Friday, February 15, 2019
Teaching Workers’ Compensation Causation in Law School
I’m fortunate to have had all my workers’ compensation students as torts students in their first year of law school. I’m in a good position to explain to them that references in workers’ compensation statutes and cases to legal phrases like “proximate” causation and “foreseeability” can muddy the distinction between negligence and workers’ compensation causation analyses.

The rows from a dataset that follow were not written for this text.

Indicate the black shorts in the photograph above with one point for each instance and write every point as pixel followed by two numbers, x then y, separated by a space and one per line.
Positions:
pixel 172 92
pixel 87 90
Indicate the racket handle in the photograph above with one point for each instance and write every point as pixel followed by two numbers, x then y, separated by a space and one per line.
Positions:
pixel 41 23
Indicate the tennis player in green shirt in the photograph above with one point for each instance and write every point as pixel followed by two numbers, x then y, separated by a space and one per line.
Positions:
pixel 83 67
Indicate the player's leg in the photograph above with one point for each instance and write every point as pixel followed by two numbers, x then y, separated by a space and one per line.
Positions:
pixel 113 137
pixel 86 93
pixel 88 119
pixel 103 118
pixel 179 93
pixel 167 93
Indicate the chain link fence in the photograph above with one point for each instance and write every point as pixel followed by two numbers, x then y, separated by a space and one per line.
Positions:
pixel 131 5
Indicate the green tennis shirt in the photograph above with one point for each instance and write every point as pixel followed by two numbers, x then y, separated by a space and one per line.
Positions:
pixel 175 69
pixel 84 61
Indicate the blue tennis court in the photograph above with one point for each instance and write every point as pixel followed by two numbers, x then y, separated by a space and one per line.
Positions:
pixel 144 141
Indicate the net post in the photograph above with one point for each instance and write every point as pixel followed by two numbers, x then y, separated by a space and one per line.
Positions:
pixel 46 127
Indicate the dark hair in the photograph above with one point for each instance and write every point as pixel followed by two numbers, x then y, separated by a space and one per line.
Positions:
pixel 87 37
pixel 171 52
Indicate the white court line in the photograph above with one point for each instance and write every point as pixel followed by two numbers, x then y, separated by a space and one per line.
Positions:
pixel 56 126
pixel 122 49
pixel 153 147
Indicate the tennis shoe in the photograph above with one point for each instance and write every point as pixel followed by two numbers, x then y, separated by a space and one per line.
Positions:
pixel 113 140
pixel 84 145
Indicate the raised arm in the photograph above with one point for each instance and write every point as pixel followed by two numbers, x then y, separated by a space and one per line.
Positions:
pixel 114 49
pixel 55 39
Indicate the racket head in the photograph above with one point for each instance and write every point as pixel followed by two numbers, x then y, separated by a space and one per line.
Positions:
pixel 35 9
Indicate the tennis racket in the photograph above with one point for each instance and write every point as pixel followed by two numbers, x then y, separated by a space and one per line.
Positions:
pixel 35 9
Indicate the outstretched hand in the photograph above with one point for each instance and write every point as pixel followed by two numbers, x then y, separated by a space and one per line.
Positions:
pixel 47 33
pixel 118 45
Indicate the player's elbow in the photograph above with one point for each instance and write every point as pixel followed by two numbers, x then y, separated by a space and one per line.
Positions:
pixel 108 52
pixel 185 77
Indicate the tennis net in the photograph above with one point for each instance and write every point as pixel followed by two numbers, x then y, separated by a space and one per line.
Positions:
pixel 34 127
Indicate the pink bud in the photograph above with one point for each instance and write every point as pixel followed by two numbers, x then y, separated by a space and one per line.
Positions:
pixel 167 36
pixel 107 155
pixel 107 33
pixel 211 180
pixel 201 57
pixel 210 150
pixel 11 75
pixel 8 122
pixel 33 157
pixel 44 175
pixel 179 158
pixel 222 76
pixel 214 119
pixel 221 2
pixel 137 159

Most students of workers’ compensation quickly become aware of the “no fault” nature of workers’ compensation. What one really means by “no fault” is that workers’ compensation “liability” is not predicated on an employer’s breach of a “reasonably prudent person” standard of care. One of the problems with importing the concept of foreseeability into workers’ compensation is that it suggests that a breach analysis is being carried out: having foreseen a risk of harm did the defendant unreasonably fail to avoid the harm? Such a breach analysis is foreign to compensation law, of course. But foreseeability, in addition to suggesting the existence of a fault-based, breach analysis, also implies that proximate cause is relevant to workers’ compensation analysis.
Leaving to one side the problem that tort lawyers frequently debate the propriety and imprecision of the term “proximate cause”— many preferring in its stead the phrase “legal” cause — proximate cause also is analyzed in terms of foreseeability. In short, it is often concluded that, under principles of proximate cause, a defendant should not be held liable for what she could not have foreseen. In workers’ compensation, on the other hand, liability in most jurisdictions turns either on whether the workplace has increased the risk of the injury suffered (increased risk test); or whether the employee, even if injured by a “neutral” risk, would not have suffered injury but for her presence in the workplace (positional risk test). Notice the complete absence of considerations of foreseeability in the analysis. (Unhelpfully, in Wyoming one of the required factors for compensation of “injuries which occur over a period of time” is that “the injury can fairly be traced to the employment as a proximate cause . . .”)
In a recent class we discussed “Good Samaritan” doctrine. I pointed out that in some jurisdictions whether an employee has left the course of employment to assist a third-party who is in danger (danger invites rescue!), thereby potentially rendering a resulting injury non-compensable, depends on whether the employer could foresee the attempt. It did my heart good to see the entire first row cringe. I dislike the use of the phrases proximate cause and foreseeability in workers' compensation law almost as much as I disapprove of major legal disputes being referred to in leading electronic legal news services as “rows.”